Dalam arahannya, ia menekankan pentingnya menjaga ruh perjuangan HMI dan KAHMI di tengah dinamika sosial dan politik. Menurutnya, organisasi tidak boleh menjadi tempat bernaung karena kepentingan sesaat, melainkan harus menjadi wadah pengabdian yang memberi manfaat bagi umat dan bangsa.
“Jangan bergabung di KAHMI karena kepentingan, tetapi karena panggilan ruh perjuangan untuk memberi manfaat,” tegasnya.
Dalam momentum Ramadan yang telah memasuki hari kesembilan, ia menyampaikan empat hal yang menurutnya perlu menjadi bahan introspeksi bersama, terutama bagi para pemimpin dan kader.
1. Bertambahnya Ilmu, tetapi Hilang Dialog
Poin pertama adalah bertambahnya ilmu (syaidatul ‘ilm) namun hilangnya ruang dialog. Ia mengingatkan bahwa semakin tinggi ilmu seseorang, seharusnya semakin terbuka pula dalam berdiskusi dan menerima pandangan orang lain.

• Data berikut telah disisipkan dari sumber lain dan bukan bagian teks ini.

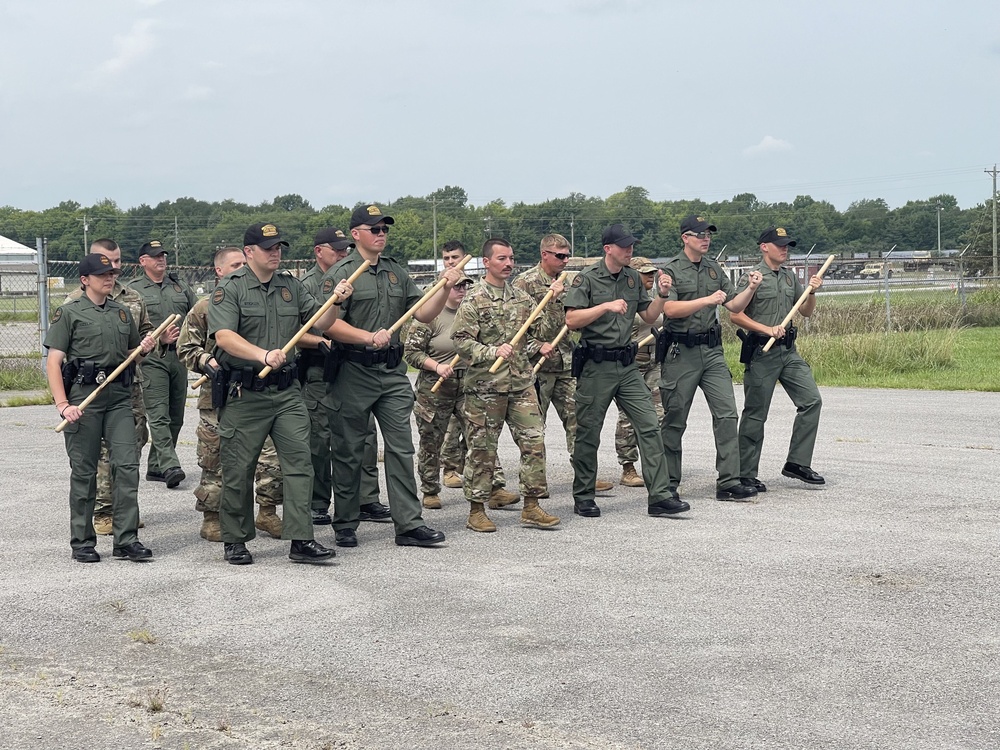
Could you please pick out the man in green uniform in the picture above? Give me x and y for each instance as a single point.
(601, 304)
(485, 324)
(87, 340)
(255, 311)
(695, 359)
(762, 318)
(164, 385)
(196, 349)
(625, 443)
(123, 295)
(430, 349)
(330, 246)
(372, 379)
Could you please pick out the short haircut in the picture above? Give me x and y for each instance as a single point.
(494, 242)
(106, 244)
(553, 240)
(222, 252)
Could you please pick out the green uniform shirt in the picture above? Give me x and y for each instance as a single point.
(106, 335)
(166, 298)
(382, 294)
(267, 317)
(548, 324)
(776, 295)
(694, 280)
(596, 285)
(489, 317)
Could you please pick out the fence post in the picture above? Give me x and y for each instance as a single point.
(43, 296)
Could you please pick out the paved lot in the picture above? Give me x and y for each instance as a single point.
(860, 615)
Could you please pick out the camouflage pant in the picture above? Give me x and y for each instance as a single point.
(558, 388)
(626, 445)
(103, 504)
(485, 414)
(209, 489)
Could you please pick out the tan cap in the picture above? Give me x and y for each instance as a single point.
(642, 265)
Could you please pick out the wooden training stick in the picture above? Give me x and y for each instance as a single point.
(454, 361)
(554, 343)
(805, 295)
(531, 319)
(427, 295)
(334, 298)
(121, 368)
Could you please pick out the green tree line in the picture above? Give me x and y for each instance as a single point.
(198, 228)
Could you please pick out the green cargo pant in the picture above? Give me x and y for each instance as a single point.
(597, 386)
(244, 424)
(680, 377)
(785, 366)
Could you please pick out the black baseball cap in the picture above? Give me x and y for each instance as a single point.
(264, 235)
(333, 237)
(696, 224)
(369, 214)
(96, 264)
(153, 248)
(776, 235)
(617, 234)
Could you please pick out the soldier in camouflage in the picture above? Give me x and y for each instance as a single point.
(429, 349)
(194, 348)
(131, 299)
(486, 322)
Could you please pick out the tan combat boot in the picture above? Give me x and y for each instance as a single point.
(478, 520)
(501, 498)
(268, 521)
(210, 530)
(102, 525)
(629, 476)
(533, 515)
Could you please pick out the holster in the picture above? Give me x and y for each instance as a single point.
(663, 340)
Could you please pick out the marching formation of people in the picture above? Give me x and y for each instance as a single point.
(298, 374)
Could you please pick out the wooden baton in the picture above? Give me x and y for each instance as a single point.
(797, 305)
(531, 319)
(121, 368)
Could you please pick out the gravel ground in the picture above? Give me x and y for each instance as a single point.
(858, 615)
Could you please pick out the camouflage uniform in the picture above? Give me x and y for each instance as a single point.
(487, 318)
(556, 384)
(131, 299)
(626, 445)
(194, 349)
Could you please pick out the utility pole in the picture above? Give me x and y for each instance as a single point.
(994, 173)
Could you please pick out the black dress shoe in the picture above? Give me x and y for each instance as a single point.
(668, 507)
(422, 536)
(754, 482)
(736, 492)
(86, 554)
(804, 473)
(375, 512)
(135, 551)
(307, 550)
(237, 554)
(346, 538)
(174, 476)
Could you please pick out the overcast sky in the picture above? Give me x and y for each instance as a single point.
(343, 101)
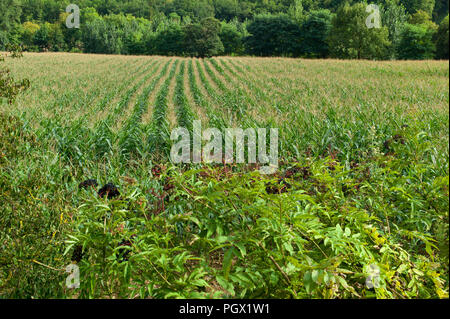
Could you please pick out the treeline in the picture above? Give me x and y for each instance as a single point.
(410, 29)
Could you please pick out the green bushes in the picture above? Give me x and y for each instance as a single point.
(225, 234)
(416, 43)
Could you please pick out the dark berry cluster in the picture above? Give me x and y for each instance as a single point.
(110, 190)
(88, 183)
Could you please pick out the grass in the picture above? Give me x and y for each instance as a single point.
(363, 179)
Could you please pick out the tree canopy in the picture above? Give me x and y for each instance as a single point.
(307, 28)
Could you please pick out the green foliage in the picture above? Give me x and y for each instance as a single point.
(223, 234)
(315, 31)
(202, 39)
(9, 87)
(442, 36)
(232, 39)
(351, 38)
(416, 43)
(273, 35)
(185, 28)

Ia mencontohkan bagaimana Rasulullah SAW mendorong umatnya menuntut ilmu hingga ke negeri yang jauh. Ilmu, katanya, harus menjadi sarana kemanfaatan dan pengabdian, bukan melahirkan kesombongan intelektual.
2. Bertambahnya Kedudukan, tetapi Lupa Amanah
Kedua, bertambahnya kedudukan (syaidatul manzilah). Ia mengingatkan bahwa jabatan sering kali membuat seseorang berubah. Ketika belum memiliki kedudukan, seseorang mudah tersenyum dan menyapa, tetapi setelah memiliki kekuasaan menjadi sulit ditemui.

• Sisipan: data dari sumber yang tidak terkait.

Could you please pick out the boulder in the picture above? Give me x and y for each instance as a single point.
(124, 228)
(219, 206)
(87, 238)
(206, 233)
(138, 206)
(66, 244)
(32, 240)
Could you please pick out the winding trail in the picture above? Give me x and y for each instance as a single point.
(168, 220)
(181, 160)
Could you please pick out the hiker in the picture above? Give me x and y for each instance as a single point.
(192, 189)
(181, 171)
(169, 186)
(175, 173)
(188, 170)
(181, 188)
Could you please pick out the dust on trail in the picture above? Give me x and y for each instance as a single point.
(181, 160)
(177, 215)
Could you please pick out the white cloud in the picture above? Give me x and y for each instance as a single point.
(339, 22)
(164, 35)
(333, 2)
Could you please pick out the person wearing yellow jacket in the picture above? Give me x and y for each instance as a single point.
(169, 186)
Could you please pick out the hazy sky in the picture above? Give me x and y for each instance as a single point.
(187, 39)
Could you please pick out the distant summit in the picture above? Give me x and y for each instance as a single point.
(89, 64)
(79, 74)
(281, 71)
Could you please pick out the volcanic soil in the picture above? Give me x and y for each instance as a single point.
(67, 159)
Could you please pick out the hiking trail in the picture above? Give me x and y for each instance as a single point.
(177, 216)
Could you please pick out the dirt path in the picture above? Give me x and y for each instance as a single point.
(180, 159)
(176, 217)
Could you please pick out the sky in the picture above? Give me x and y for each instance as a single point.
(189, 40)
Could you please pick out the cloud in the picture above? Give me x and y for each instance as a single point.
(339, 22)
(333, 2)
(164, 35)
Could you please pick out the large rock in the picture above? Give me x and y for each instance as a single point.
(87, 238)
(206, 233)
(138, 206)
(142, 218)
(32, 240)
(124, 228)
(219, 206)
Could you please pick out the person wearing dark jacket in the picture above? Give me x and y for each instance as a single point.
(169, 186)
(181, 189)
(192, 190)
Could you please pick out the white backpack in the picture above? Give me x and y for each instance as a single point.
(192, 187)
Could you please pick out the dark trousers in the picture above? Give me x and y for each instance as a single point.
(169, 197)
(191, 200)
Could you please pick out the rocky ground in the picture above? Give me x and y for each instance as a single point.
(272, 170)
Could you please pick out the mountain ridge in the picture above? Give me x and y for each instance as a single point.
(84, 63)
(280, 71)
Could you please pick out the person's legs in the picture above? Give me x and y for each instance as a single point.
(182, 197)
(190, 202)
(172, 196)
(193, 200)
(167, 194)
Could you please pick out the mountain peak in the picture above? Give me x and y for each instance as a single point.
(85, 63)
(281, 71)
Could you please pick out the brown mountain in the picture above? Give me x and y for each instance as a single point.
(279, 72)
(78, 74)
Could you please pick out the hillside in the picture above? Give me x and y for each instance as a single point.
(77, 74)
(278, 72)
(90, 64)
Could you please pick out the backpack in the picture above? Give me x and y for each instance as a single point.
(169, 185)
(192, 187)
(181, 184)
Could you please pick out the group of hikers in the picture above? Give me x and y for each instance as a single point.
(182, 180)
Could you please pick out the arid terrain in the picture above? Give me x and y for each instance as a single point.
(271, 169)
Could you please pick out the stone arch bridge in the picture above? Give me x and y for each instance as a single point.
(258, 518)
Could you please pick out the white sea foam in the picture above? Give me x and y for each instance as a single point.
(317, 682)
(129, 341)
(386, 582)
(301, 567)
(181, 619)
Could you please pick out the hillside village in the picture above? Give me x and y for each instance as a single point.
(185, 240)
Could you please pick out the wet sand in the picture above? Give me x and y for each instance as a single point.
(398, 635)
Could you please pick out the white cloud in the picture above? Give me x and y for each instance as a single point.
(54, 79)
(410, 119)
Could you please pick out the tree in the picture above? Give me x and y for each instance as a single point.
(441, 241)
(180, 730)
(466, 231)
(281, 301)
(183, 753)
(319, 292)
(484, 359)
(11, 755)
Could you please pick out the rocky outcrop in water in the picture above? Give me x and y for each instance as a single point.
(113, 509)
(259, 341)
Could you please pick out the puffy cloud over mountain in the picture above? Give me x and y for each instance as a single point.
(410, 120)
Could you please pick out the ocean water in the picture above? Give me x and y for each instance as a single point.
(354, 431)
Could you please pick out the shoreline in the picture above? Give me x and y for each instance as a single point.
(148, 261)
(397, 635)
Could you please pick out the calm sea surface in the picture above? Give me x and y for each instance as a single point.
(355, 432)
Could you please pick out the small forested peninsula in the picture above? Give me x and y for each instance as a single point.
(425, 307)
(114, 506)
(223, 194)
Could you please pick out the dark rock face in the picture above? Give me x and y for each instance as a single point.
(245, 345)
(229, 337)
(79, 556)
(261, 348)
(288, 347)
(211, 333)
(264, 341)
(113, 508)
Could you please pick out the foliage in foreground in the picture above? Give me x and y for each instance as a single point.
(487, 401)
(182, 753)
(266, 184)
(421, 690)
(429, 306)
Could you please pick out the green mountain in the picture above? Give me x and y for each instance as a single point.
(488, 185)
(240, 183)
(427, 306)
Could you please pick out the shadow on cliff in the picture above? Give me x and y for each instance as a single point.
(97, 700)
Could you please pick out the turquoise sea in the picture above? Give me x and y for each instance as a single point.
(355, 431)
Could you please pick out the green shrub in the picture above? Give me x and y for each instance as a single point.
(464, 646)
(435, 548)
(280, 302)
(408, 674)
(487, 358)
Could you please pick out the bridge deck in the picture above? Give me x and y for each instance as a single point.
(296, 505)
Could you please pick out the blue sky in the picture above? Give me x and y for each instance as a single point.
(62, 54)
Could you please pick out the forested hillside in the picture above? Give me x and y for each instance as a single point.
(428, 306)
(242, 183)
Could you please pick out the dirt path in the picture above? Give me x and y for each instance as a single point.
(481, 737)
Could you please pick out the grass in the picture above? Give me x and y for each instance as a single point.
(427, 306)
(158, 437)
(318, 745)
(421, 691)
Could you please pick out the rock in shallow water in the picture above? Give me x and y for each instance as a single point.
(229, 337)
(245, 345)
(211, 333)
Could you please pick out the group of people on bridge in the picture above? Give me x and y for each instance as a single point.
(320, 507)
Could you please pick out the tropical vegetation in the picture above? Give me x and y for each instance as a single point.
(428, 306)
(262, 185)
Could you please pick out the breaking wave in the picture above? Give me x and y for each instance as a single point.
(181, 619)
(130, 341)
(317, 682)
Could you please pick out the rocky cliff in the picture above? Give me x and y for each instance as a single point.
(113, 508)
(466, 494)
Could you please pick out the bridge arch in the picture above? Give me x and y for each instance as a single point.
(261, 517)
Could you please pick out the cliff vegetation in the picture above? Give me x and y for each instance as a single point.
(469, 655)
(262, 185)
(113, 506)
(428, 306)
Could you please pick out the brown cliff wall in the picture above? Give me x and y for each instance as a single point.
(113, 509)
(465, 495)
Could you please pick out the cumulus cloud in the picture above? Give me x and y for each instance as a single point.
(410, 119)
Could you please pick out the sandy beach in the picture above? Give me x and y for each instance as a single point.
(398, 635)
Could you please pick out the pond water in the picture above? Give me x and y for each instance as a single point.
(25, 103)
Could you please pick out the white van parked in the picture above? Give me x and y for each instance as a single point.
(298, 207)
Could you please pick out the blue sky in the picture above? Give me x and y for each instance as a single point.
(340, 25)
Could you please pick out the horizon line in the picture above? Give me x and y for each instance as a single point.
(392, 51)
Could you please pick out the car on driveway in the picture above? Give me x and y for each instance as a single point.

Ia menyinggung pentingnya keteladanan seperti yang dicontohkan para sahabat dalam sejarah Islam, bahwa kepemimpinan harus dibangun atas dasar kejujuran dan amanah.
Menurutnya, pemimpin perlu dievaluasi secara objektif. Kritik, katanya, harus dimaknai sebagai bentuk kepedulian demi kebaikan bersama, bukan sebagai serangan pribadi.
3. Bertambahnya Harta, tetapi Hilang Kepedulian
Ketiga, bertambahnya harta (syaidatul mal). Ia menilai bahwa kekayaan tidak boleh menjauhkan seseorang dari nilai ibadah dan kepedulian sosial.
“Ketika belum punya apa-apa, rajin ke masjid dan berdoa. Setelah diberi rezeki, jangan sampai lupa daratan,” ujarnya.
Menurutnya, harta harus menjadi sarana memperkuat kontribusi sosial, bukan alat memperluas kepentingan pribadi.
4. Bertambahnya Ibadah, tetapi Minim Akhlak
Keempat, bertambahnya ibadah (syaidatul ‘ibadah) namun tidak diiringi perbaikan akhlak. Ia mengingatkan agar umat tidak terjebak pada perdebatan-perdebatan yang tidak substansial, sementara persoalan besar bangsa justru terabaikan.
Ia menegaskan bahwa ibadah harus melahirkan perubahan perilaku dan kepedulian terhadap kemajuan umat.
Di akhir sambutannya, Dr. Abdurrahman Shaleh mengajak seluruh kader dan alumni untuk menjadikan Ramadan sebagai momentum introspeksi diri, baik secara pribadi maupun dalam konteks kepemimpinan daerah.
Ia berharap KAHMI Sultra terus memberikan kontribusi nyata bagi kemajuan daerah dan menghadirkan kepemimpinan yang teruji, terukur, serta berpihak pada kepentingan masyarakat luas.
Suasana penyampaian sambutan berlangsung hangat dan sesekali diselingi candaan yang disambut tawa hadirin, namun tetap sarat pesan reflektif bagi seluruh peserta yang hadir.